My first version passed a ref to each thread and had it update it itself with its results That works fine, but I suspected that refs are not the most efficient way to go about this, as they incur transaction overhead in each thread. Profiling proved this theory out. Downloading one month of AAPL with the refs version above took about 0.60 seconds on average. I rewrote it to simply return the result from the thread rather than store it in a ref itself. The calling function then aggregates the results of all threads with reduce. This version gives us a slight performance boost, averaging around 0.45 seconds. (Subsequent additional optimizations boosted performance further, to the 0.24 seconds in the chart below.)

pmap / reduce version

A guy on IRC pointed me to pmap/reduce as a more Clojureish way of doing parallel calculation aggregation. This looks very interesting and is on the list for future projects.

Profiling

Tests were repeated 10 times, and the runtimes were averaged.

Test clojure-yahoo-finance Ruby / yahoofinance-typhoeus
AAPL Jan 2009 241 ms 146 ms
AAPL all of 2009 609 ms 267 ms

Clojure-yahoo-finance is quite a bit slower than the Ruby/Typhoeus version, but not so much slower as to render it unusable for most purposes. I suspect this is mainly because Typhoeus uses libcurl, written in C and heavily optimized over many years for speed, for all of its HTTP processing, whereas the Clojure version is using the pure-Java Apache HttpClient, replete with all the usual overengineered cruft one associates with Java, such as 5 million typed helper setter methods for generic “configuration options,” plus a helper class to actually set the 2 configuration options that exist, and Bean objects that do nothing but wrap an integer.

The next step is to figure out the Java bindings for libcurl and write a Clojure version with that. Stay tuned.

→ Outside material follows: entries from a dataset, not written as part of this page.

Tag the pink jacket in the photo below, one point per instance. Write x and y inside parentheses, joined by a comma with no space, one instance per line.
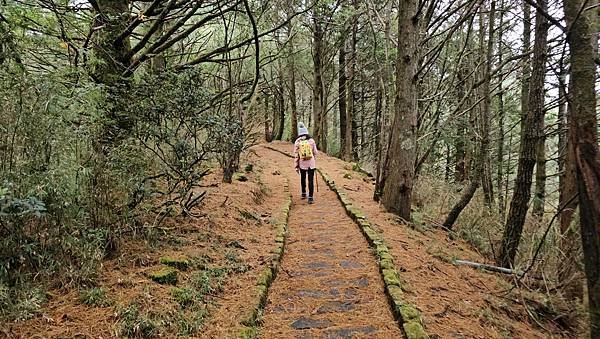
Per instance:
(301,163)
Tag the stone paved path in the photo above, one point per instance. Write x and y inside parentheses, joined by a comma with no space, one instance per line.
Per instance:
(328,285)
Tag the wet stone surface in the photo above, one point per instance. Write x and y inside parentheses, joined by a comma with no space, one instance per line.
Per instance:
(336,306)
(350,332)
(319,265)
(350,264)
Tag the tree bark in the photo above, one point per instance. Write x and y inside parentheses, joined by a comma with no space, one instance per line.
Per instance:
(342,79)
(291,65)
(529,137)
(480,161)
(399,167)
(350,132)
(319,132)
(583,130)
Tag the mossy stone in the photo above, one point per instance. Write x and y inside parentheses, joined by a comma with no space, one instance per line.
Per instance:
(240,177)
(414,330)
(396,294)
(387,263)
(356,213)
(381,249)
(166,275)
(409,313)
(385,256)
(181,264)
(278,251)
(248,333)
(390,277)
(266,277)
(262,295)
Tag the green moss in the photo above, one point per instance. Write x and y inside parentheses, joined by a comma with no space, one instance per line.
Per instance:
(409,313)
(240,177)
(387,264)
(181,264)
(356,213)
(385,256)
(390,277)
(262,295)
(248,333)
(95,297)
(414,330)
(396,294)
(166,275)
(184,296)
(381,249)
(266,277)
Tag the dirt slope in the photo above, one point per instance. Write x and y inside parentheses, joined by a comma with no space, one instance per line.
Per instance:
(456,302)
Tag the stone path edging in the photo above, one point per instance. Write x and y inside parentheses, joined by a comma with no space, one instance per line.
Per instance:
(406,313)
(268,274)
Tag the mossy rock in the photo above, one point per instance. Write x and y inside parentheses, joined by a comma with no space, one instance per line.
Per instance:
(166,275)
(381,249)
(396,294)
(409,312)
(262,295)
(356,213)
(414,330)
(240,177)
(371,235)
(390,277)
(278,251)
(178,263)
(386,264)
(266,277)
(248,332)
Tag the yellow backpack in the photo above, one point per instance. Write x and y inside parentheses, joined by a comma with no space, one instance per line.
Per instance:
(305,150)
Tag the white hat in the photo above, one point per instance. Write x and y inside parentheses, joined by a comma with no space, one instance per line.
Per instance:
(302,130)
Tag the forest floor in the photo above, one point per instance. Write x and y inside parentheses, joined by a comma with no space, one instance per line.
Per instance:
(328,284)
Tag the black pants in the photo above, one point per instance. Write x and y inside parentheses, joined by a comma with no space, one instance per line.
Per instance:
(311,181)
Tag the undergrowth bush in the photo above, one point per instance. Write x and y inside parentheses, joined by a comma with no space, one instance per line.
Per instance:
(65,204)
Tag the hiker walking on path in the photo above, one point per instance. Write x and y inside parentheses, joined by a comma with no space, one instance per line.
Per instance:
(305,150)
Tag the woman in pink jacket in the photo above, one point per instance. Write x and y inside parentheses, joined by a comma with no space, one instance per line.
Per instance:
(305,150)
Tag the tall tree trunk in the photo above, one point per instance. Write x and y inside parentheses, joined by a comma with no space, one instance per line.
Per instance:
(530,136)
(485,106)
(399,167)
(570,243)
(479,169)
(583,130)
(342,91)
(280,99)
(350,133)
(459,141)
(500,151)
(318,90)
(540,174)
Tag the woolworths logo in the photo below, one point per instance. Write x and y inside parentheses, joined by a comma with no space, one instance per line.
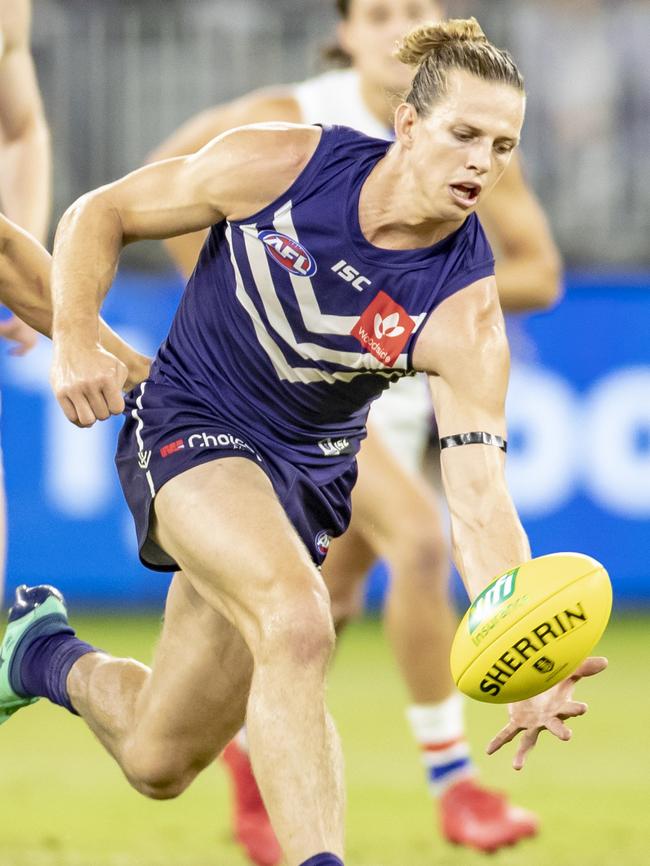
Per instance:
(490,600)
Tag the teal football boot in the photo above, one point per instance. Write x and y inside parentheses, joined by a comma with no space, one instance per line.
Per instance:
(37,611)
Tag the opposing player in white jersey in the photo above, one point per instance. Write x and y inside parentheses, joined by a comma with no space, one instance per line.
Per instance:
(405,527)
(24,167)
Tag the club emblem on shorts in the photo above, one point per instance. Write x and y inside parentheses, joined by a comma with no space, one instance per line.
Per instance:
(335,447)
(288,253)
(544,665)
(143,459)
(323,540)
(384,328)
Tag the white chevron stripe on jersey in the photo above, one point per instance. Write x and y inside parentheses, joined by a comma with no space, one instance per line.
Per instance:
(316,321)
(263,277)
(280,364)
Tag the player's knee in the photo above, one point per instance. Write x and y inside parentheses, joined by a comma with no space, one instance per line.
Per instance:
(301,634)
(421,558)
(157,777)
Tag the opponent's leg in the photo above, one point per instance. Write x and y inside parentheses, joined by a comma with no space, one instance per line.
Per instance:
(223,524)
(251,824)
(405,528)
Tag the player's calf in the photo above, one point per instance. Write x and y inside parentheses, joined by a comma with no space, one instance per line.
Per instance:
(38,651)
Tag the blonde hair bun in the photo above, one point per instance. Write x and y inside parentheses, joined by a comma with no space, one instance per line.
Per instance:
(427,38)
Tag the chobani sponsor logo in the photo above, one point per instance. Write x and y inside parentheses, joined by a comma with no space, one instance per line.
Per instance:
(487,604)
(516,656)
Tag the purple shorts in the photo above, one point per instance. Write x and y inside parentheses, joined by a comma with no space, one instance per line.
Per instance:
(167,431)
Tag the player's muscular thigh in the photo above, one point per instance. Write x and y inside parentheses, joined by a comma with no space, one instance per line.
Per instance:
(224,525)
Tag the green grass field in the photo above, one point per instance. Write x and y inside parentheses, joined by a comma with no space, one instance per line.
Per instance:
(64,803)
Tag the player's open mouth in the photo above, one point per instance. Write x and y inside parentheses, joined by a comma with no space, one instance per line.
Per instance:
(465,193)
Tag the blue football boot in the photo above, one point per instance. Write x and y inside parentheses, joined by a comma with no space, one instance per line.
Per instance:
(36,611)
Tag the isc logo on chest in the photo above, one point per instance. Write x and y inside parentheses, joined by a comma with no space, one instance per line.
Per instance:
(288,253)
(351,275)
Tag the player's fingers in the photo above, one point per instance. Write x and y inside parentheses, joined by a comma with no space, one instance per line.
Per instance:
(69,410)
(85,414)
(571,709)
(527,743)
(504,736)
(97,404)
(559,729)
(114,400)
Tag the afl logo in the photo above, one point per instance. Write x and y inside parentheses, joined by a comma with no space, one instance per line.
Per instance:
(288,253)
(323,540)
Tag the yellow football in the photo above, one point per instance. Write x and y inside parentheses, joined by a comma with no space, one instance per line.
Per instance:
(531,627)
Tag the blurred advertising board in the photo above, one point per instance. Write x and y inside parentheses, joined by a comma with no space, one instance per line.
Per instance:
(578,461)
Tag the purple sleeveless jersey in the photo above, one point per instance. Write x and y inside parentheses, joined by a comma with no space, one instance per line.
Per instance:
(291,324)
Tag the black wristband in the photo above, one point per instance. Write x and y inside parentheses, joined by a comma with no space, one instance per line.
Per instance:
(475,438)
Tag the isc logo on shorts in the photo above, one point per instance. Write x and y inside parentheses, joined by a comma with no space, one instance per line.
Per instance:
(323,540)
(288,253)
(384,328)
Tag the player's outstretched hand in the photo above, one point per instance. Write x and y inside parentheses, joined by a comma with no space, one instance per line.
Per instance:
(16,331)
(546,711)
(88,384)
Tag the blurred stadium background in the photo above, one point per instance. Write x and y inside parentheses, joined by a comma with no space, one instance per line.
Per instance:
(117,77)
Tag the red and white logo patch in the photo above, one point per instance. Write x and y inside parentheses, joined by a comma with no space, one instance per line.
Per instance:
(384,329)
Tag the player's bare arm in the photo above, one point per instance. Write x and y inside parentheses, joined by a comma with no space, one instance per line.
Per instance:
(464,349)
(232,177)
(25,268)
(464,346)
(25,166)
(269,104)
(529,267)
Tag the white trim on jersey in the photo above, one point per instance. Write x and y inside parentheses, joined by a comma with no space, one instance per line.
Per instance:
(314,320)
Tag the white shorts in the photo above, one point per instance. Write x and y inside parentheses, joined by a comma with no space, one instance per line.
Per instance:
(402,417)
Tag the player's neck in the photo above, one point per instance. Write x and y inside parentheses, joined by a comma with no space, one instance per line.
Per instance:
(392,214)
(375,100)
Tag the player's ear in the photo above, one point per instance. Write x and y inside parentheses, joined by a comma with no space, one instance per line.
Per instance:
(406,118)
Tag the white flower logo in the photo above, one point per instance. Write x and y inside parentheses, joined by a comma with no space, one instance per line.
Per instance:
(388,327)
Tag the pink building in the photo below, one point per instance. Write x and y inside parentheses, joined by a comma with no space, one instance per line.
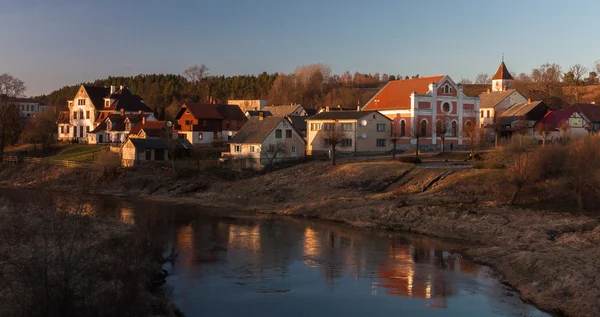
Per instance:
(430,105)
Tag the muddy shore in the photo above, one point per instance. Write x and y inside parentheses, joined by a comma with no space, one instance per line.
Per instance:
(551,257)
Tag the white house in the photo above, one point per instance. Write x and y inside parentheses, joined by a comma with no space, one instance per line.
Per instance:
(265,140)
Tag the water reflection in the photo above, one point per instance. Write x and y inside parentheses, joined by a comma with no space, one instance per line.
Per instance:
(230,266)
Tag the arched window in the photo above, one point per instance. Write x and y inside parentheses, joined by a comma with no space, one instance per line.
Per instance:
(446,107)
(402,128)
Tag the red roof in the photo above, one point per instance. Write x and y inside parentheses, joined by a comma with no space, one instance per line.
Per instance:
(149,125)
(555,119)
(502,73)
(590,111)
(395,94)
(201,110)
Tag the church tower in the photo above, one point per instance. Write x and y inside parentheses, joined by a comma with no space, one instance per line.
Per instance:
(502,80)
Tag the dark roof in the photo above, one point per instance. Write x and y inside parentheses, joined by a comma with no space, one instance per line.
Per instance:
(152,128)
(280,111)
(256,130)
(256,113)
(521,109)
(590,111)
(231,112)
(127,101)
(299,122)
(159,143)
(96,94)
(200,110)
(341,115)
(502,73)
(492,98)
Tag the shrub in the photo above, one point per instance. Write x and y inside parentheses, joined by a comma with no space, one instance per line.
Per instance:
(410,159)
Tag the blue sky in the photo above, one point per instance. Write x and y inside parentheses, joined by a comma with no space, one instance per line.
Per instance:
(53,43)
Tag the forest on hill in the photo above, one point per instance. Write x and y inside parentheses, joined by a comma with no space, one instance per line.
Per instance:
(311,85)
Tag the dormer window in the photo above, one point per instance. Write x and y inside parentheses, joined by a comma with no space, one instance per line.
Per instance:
(447,89)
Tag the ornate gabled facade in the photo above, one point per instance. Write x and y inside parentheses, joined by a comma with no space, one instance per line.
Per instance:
(92,105)
(424,107)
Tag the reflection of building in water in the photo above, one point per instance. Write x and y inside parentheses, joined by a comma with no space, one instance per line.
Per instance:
(420,272)
(245,237)
(127,215)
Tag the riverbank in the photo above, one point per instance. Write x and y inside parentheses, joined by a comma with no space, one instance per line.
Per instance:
(549,256)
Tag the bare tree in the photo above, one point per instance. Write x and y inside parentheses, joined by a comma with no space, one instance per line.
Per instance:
(579,71)
(10,87)
(417,132)
(483,78)
(442,128)
(197,74)
(519,173)
(334,134)
(273,151)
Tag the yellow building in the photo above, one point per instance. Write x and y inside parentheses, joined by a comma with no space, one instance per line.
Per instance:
(360,132)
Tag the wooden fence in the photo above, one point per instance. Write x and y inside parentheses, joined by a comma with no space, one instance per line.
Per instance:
(36,160)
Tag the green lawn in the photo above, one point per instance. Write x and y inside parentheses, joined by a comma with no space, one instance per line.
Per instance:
(81,153)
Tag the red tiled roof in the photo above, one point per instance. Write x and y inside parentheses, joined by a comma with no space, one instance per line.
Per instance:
(554,119)
(201,110)
(590,111)
(395,95)
(502,73)
(149,125)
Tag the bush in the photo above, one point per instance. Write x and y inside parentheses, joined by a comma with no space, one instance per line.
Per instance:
(410,159)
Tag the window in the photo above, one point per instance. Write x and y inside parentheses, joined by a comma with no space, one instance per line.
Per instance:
(402,128)
(446,107)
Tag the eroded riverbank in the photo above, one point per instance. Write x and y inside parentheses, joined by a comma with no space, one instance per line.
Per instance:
(549,257)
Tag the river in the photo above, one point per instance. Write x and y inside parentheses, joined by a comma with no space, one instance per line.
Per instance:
(232,264)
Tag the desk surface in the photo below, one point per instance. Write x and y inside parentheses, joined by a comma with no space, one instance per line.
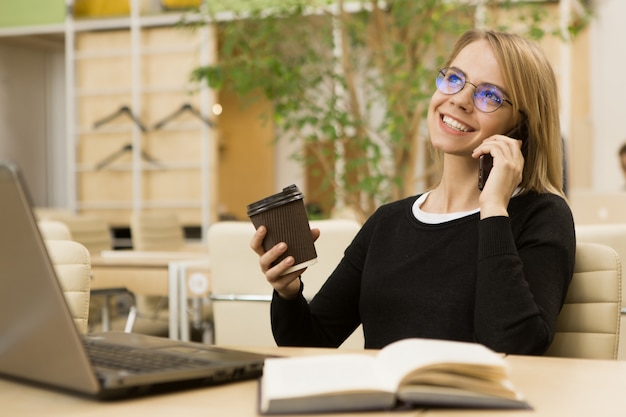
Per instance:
(553,386)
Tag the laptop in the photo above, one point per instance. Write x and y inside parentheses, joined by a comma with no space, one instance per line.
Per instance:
(39,342)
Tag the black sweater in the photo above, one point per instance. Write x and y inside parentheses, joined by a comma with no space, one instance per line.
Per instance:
(500,281)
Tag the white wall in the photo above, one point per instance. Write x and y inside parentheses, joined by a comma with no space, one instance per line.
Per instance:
(608,92)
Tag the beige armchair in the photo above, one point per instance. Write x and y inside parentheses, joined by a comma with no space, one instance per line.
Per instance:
(52,229)
(613,235)
(588,325)
(72,263)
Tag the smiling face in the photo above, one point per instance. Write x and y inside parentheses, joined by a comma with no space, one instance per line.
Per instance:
(456,126)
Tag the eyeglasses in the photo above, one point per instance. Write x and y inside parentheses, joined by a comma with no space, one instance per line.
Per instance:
(487,97)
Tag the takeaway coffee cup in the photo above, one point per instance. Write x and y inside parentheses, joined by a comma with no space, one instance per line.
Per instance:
(285,217)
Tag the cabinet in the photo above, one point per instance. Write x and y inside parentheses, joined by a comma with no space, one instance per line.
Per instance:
(142,137)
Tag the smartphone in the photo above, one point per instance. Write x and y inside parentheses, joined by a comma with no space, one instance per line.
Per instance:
(485,162)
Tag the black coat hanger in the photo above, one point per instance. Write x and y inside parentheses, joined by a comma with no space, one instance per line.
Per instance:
(184,108)
(126,148)
(122,110)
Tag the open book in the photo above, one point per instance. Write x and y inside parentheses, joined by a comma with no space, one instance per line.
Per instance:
(410,372)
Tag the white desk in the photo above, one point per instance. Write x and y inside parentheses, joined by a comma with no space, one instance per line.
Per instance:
(156,273)
(555,387)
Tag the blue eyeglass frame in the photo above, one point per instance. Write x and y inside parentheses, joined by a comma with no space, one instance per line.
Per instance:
(478,100)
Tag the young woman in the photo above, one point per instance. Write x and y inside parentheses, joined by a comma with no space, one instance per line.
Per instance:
(490,266)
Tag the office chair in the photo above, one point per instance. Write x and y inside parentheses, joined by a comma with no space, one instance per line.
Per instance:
(73,267)
(588,324)
(613,235)
(54,230)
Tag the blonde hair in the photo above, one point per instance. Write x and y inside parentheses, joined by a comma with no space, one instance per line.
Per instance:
(532,88)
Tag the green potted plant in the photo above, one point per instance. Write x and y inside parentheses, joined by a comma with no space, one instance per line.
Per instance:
(350,82)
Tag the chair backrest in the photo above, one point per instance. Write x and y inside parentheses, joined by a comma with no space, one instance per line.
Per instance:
(56,230)
(613,235)
(156,231)
(90,230)
(588,324)
(72,264)
(240,292)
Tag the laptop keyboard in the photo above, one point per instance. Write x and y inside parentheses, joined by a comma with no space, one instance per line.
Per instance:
(136,360)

5 Responses to Yahoo Finance in Clojure

    • Very nice, thanks. I much prefer your version :)
      Apache’s very bloated, so yours is probably faster.

      I suspect libcurl multi-mode would be still faster – it puts all connections in one thread, and so avoids thread creation/teardown overhead – but I haven’t been able to find Java bindings that enable multi-mode yet.. and at this stage it’s not worth the few extra seconds it would yield to write them myself.

      Thanks for sharing the code.

      Cheers,
      Paul

  1. Cool (did not get to respond to ur msg b4 as lost power for 5 days).

    As for Apache, agree with you completely. Most of the Apache software is heavyweight and over-engineered. I try to stay away from anything Apache even in Java-land.

  2. You might be interested in clj-apache-http, which does all the HttpClient nonsense for you.

    Look on GitHub or Clojars.